30.04.2019

Pressemitteilung: „Es muss endlich etwas passieren!“

Niedersächsischer LandFrauenverband Hannover mahnt bei Minister Grant Hendrik Tonne die Vermittlung von Alltagskompentenzen in Schulen an

Karin Plate, Elisabeth Brunkhorst, Birgit Wessel (Geschäftsführerin NLV), Marita Eschenhorst (v. li.) und Minister Tonne tauschen sich zum Thema „Alltagskompetenzen in Schulen“ aus

Hannover – Viele Kinder haben in ihrem Leben noch nie einen Apfel aufgeschnitten, wissen nicht, was gesunde Lebensmittel sind und wie diese erzeugt werden. Eltern dient eine Mikrowelle nicht selten als Ersatz für mangelndes Know-how am Herd und mit Geld können Heranwachsende oft nicht umgehen: Elisabeth Brunkhorst, Vorsitzende des Niedersächsischen LandFrauenverbandes Hannover (NLV), Karin Plate, NLV-Beisitzerin für Bildung und Bildungspolitik, und Marita Eschenhorst, Vertreterin für den NLV-Bezirk Hannover, haben ihre Beobachtungen zum Thema Alltagskompetenzen im Gespräch mit dem niedersächsischen Kultusminister Grant Hendrik Tonne geschildert. „Die Folgekosten, die durch Fehlernährung und unsachgemäßem Umgang mit Geld entstehen, werden enorm sein“, mahnte die Landesvorsitzende.
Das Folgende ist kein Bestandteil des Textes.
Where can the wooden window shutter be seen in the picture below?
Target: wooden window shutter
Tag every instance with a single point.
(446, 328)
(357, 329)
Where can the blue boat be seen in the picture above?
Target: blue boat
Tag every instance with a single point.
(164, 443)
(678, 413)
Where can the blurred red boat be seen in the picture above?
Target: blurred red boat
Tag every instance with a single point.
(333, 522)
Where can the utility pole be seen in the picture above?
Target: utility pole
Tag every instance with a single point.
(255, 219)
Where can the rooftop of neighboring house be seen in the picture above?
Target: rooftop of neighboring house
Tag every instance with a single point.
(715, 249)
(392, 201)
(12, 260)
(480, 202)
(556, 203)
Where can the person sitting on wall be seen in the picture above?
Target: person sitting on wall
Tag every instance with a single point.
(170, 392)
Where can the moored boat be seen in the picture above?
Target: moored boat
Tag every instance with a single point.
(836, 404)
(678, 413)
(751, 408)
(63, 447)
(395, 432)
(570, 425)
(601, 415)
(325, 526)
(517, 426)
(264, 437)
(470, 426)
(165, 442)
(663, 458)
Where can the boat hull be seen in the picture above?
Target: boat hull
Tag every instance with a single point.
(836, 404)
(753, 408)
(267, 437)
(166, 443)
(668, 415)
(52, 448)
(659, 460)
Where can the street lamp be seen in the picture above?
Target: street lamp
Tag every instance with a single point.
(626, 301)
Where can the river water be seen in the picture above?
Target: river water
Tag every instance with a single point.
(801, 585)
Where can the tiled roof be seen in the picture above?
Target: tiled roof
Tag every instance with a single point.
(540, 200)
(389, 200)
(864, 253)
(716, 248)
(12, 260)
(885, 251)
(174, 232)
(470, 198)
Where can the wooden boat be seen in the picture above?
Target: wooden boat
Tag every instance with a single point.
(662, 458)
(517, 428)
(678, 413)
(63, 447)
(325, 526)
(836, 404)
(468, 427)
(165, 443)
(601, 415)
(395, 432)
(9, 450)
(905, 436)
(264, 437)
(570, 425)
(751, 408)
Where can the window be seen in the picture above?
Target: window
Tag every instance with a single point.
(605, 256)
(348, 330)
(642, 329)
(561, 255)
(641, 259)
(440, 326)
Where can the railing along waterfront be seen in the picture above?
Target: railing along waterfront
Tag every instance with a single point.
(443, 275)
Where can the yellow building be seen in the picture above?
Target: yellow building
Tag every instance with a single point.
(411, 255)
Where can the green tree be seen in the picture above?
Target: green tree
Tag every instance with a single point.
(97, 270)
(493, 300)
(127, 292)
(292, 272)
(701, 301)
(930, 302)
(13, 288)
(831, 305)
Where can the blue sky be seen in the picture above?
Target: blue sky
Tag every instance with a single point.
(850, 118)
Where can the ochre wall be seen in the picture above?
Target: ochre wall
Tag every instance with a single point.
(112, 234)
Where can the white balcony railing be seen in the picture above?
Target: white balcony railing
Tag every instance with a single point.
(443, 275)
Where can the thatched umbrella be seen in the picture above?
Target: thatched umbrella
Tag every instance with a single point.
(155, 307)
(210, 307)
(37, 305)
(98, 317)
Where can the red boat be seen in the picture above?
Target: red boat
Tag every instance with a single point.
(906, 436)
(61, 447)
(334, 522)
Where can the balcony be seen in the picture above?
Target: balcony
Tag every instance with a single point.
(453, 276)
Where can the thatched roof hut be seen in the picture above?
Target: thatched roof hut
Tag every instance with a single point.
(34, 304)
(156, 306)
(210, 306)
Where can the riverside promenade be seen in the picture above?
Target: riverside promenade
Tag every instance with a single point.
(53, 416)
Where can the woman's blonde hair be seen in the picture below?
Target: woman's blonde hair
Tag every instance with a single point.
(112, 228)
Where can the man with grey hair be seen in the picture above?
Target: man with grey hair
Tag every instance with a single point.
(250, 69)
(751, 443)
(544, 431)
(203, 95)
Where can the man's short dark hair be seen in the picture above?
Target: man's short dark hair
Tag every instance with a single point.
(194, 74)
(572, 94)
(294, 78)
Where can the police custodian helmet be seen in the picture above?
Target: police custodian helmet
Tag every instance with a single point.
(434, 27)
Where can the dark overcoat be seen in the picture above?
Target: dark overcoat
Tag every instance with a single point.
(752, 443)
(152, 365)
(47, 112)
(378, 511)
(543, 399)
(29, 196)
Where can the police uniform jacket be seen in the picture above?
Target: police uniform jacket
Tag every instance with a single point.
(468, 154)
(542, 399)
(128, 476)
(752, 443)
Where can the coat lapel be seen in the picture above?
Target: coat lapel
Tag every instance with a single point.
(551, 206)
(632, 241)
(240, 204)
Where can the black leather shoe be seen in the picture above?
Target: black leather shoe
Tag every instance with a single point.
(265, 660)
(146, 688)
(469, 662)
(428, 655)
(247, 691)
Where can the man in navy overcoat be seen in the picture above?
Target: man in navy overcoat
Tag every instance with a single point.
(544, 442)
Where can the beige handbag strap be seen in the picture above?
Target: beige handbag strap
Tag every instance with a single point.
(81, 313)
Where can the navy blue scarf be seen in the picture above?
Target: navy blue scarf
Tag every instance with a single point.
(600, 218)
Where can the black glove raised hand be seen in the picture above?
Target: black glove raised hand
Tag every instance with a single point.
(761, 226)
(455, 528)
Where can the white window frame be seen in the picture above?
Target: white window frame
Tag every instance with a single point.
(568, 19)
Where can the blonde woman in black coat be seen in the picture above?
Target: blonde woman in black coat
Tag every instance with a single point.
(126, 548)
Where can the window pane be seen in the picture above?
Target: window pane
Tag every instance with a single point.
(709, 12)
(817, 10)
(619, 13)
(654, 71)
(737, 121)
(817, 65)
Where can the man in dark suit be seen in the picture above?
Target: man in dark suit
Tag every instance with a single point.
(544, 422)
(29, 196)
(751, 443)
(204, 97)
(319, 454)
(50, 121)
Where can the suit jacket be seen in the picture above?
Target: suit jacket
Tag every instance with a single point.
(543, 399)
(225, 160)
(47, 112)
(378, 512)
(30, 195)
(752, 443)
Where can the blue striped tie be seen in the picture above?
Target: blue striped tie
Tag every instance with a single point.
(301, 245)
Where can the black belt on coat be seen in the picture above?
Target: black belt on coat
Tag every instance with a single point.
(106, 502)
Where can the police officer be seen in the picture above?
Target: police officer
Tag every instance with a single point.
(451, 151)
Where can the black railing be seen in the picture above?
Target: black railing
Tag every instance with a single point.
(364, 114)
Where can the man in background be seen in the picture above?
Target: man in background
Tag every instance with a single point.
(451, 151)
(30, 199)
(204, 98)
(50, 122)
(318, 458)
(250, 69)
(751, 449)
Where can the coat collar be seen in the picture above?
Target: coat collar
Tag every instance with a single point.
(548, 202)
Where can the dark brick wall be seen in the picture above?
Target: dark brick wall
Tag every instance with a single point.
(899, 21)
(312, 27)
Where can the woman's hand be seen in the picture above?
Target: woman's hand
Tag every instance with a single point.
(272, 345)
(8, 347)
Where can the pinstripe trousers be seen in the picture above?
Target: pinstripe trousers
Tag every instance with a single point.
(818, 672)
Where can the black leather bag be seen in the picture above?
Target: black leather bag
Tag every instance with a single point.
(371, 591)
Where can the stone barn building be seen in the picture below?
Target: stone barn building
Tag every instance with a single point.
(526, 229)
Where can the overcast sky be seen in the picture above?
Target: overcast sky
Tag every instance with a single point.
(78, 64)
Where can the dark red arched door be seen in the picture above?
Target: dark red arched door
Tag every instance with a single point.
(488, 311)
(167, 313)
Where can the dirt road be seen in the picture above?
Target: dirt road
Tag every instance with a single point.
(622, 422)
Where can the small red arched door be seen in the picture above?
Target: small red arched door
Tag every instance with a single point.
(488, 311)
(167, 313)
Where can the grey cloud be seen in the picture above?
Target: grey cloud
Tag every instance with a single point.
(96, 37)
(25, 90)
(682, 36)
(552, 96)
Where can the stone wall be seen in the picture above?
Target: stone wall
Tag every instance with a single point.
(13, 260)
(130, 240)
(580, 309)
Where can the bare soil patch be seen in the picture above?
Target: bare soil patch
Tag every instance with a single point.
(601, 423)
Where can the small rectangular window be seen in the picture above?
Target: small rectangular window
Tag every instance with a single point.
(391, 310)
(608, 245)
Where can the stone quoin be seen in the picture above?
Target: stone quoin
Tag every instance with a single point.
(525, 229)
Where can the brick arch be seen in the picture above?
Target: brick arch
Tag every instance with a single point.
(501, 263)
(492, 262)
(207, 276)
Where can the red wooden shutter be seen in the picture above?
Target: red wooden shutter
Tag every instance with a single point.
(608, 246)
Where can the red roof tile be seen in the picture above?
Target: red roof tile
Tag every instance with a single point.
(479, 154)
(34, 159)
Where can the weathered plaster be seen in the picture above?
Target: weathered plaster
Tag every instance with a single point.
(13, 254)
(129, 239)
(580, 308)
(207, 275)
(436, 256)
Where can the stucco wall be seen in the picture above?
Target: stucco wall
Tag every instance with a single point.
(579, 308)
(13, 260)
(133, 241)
Der Minister räumte ein, dass seine Bestandsaufnahme in Bezug auf Alltagskompetenzen gar nicht wesentlich anders ausfällt. Es sei jedoch nicht einfach möglich, das Thema als verbindliches Schulfach mit qualifiziertem Schulpersonal einzuführen. „Alltagskompetenzen gehören bereits in der Grundschule auf den Lehrplan, denn in diesem Alter geht das Gelernte ins Blut über“, insistierte Marita Eschenhorst. Auch Karin Plate ließ nicht locker: „Es muss endlich etwas passieren!“ „Endlich“, denn die niedersächsischen LandFrauen kämpfen bereits seit Langem für die Einführung eines Schulfaches „Alltags- und Lebensökonomie“. Um die Zeit bis zu einer Realisierung zu überbrücken sind sie seit 2005 mit Aktionstagen im Projekt „Kochen mit Kindern“ in Schulen aktiv. Mehr als 200.000 Kinder sind in diesem Zeitraum bereits erreicht worden. Doch machten die LandFrauen dem Minister klar: „Der Berufsstand der Hauswirtschaft ist auch bei den LandFrauen rückläufig, auf die Dauer können LandFrauen das nicht mehr leisten!“

Zwar stellte Minister Tonne den LandFrauen die Einführung eines Schulfaches „Alltags- und Lebensökonomie“ nicht in Aussicht. Dass das Problem erkannt ist, zeige aber die Planung des „Zentrum für Ernährung und Hauswirtschaft Niedersachsen“ (ZEHN) sowie viele Schulen, die gesunde Ernährung nicht unterrichten, aber durch ihr Angebot „leben“.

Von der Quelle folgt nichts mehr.